Tag Archive for: title guidelines

When you write about SEO regularly, it is easy to get caught up on the things that are changing and shifting, but we often forget about the old standards of SEO and how they might fit into the new climate.

If you take a look, you will see there aren’t many articles about the importance of quality title tags in the past months or even year, even though it is one of the most powerful elements on a page. Just the title tag alone can tell a search engine your relevance to a topic of search term, distinguish yourself to searchers, and even draw in visitors, all in a single line.

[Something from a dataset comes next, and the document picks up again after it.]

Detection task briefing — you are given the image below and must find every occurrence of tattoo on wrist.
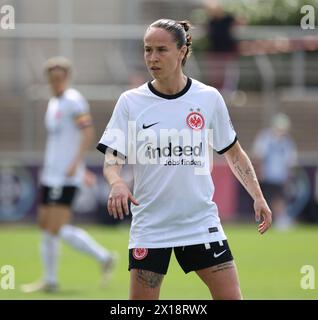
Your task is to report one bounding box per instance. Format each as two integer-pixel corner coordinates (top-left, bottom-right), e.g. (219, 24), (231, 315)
(137, 269), (163, 289)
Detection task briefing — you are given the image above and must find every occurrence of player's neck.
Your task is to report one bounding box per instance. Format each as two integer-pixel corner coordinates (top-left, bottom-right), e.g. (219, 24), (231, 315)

Crafting a great title is deceptively difficult. It would seem creating a single line statement of the purpose of your page should be quick and simple, but crafting one that will make your page alluring to both search engines and customers alike is a complicated trick.

First, you need to match the recommended guidelines, and good luck finding a consistent set. I have seen anywhere from 50 to 70 characters suggested as the maximum you should include in a title, but so long as you are around 60 characters there shouldn’t be much of a concern. Going over risks having the terrible ellipsis trailing your truncated title.

Of course, there is no evidence Google doesn’t see all the text in your title, even when it is obscured by the “…”, but why waste the text? Searchers won’t get the entire topic you are addressing, and the extra 15 characters a search engine sees likely won’t help you. Doing something like trying to stuff keywords in after the ellipsis would actually hurt you.

Once you’ve met the common guidelines, there becomes a problem. Everyone wants a simply formula that will work every time, and one simply doesn’t exist. Every website is different, and making a title tag that is correct for your brand depends on your message and what you want to emphasize.

An amazing amount of information can be coded into 60 characters. You can tell searchers the product of brand name, descriptors, price, and many other aspects of your page simply in one sentence with very careful word choice. For products, you want to fit in as many hard facts about the products as you can in that small space. Search Engine Journal suggests product name, number, size, color, and unique features could all be included in the title, while with blog posts you want to tell searchers what question or topic you will be addressing clearly.

Just because there isn’t a magic formula for titles, doesn’t mean you shouldn’t be concerned with them. A weak title tag will get your pages ignored by everyone that sees your listing, while a quality one will stop casual browsers and show them exactly what they were looking for. Stand out and make your titles fantastic.